For image corpus, source side is in form of image, thus no feature; while target side is in form of text, thus we can extract its text features.

Parameters:
  • corpus_file (str) – file path to get the features.
  • side (str) – ‘src’ or ‘tgt’.
Returns:

number of features on side.

static make_image_examples_nfeats_tpl(path, img_dir)
Parameters:
  • path (str) – location of a src file containing image paths
  • src_dir (str) – location of source images
Returns:

(example_dict iterator, num_feats) tuple

static read_img_file(path, src_dir, side, truncate=None)
Parameters:
  • path (str) – location of a src file containing image paths
  • src_dir (str) – location of source images
  • side (str) – ‘src’ or ‘tgt’
  • truncate – maximum img size ((0,0) or None for unlimited)
Yields:

a dictionary containing image data, path and index for each line.

sort_key(ex)

Sort using the size of the image: (width, height).

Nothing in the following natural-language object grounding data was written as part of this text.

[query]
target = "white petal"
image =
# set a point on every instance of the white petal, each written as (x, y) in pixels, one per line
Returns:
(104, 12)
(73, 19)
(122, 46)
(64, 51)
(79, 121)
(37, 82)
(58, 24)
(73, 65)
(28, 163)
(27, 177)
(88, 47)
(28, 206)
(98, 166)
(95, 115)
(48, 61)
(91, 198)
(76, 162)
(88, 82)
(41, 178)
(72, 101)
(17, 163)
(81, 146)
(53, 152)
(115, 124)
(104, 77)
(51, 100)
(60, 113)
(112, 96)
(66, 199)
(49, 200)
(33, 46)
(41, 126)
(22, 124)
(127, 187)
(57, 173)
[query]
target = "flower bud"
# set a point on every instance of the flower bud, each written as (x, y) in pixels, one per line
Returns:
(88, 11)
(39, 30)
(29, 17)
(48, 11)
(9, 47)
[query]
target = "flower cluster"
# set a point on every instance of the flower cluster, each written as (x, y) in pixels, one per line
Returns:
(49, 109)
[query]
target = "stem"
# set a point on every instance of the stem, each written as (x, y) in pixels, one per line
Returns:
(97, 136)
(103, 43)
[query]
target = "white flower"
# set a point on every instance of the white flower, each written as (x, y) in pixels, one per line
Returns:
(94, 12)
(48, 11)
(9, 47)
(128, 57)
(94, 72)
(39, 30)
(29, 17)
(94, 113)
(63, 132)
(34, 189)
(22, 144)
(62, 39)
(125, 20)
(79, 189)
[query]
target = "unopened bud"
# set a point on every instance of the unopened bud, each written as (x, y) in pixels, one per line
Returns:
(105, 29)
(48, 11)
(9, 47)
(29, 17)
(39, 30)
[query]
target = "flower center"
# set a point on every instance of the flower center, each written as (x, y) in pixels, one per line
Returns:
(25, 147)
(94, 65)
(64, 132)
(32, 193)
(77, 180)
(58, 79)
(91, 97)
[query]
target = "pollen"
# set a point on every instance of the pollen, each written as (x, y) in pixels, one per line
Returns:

class onmt.io.AudioDataset(fields, src_examples_iter, tgt_examples_iter, num_src_feats=0, num_tgt_feats=0, tgt_seq_length=0, sample_rate=0, window_size=0.0, window_stride=0.0, window=None, normalize_audio=True, use_filter_pred=True)

Dataset for data_type==’audio’

Build Example objects, Field objects, and filter_pred function from audio corpus.

Parameters:
  • fields (dict) – a dictionary of torchtext.data.Field.
  • src_examples_iter (dict iter) – preprocessed source example dictionary iterator.
  • tgt_examples_iter (dict iter) – preprocessed target example dictionary iterator.
  • num_src_feats (int) – number of source side features.
  • num_tgt_feats (int) – number of target side features.
  • tgt_seq_length (int) – maximum target sequence length.
  • sample_rate (int) – sample rate.
  • window_size (float) – window size for spectrogram in seconds.
  • window_stride (float) – window stride for spectrogram in seconds.
  • window (str) – window type for spectrogram generation.
  • normalize_audio (bool) – subtract spectrogram by mean and divide by std or not.
  • use_filter_pred (bool) – use a custom filter predicate to filter out examples?
static get_fields(n_src_features, n_tgt_features)
Parameters:
  • n_src_features – the number of source features to create torchtext.data.Field for.
  • n_tgt_features – the number of target features to create torchtext.data.Field for.
Returns:

A dictionary whose keys are strings and whose values are the corresponding Field objects.

static get_num_features(corpus_file, side)

For audio corpus, source side is in form of audio, thus no feature; while target side is in form of text, thus we can extract its text features.

Parameters:
  • corpus_file (str) – file path to get the features.
  • side (str) – ‘src’ or ‘tgt’.
Returns:

number of features on side.

static make_audio_examples_nfeats_tpl(path, audio_dir, sample_rate, window_size, window_stride, window, normalize_audio, truncate=None)
Parameters:
  • path (str) – location of a src file containing audio paths.
  • audio_dir (str) – location of source audio files.
  • sample_rate (int) – sample_rate.
  • window_size (float) – window size for spectrogram in seconds.
  • window_stride (float) – window stride for spectrogram in seconds.
  • window (str) – window type for spectrogram generation.
  • normalize_audio (bool) – subtract spectrogram by mean and divide by std or not.
  • truncate (int) – maximum audio length (0 or None for unlimited).
Returns:

(example_dict iterator, num_feats) tuple

static read_audio_file(path, src_dir, side, sample_rate, window_size, window_stride, window, normalize_audio, truncate=None)
Parameters:
  • path (str) – location of a src file containing audio paths.
  • src_dir (str) – location of source audio files.
  • side (str) – ‘src’ or ‘tgt’.
  • sample_rate (int) – sample_rate.
  • window_size (float) – window size for spectrogram in seconds.
  • window_stride (float) – window stride for spectrogram in seconds.
  • window (str) – window type for spectrogram generation.
  • normalize_audio (bool) – subtract spectrogram by mean and divide by std or not.
  • truncate (int) – maximum audio length (0 or None for unlimited).
Yields:

a dictionary containing audio data for each line.

sort_key(ex)

Sort using duration time of the sound spectrogram.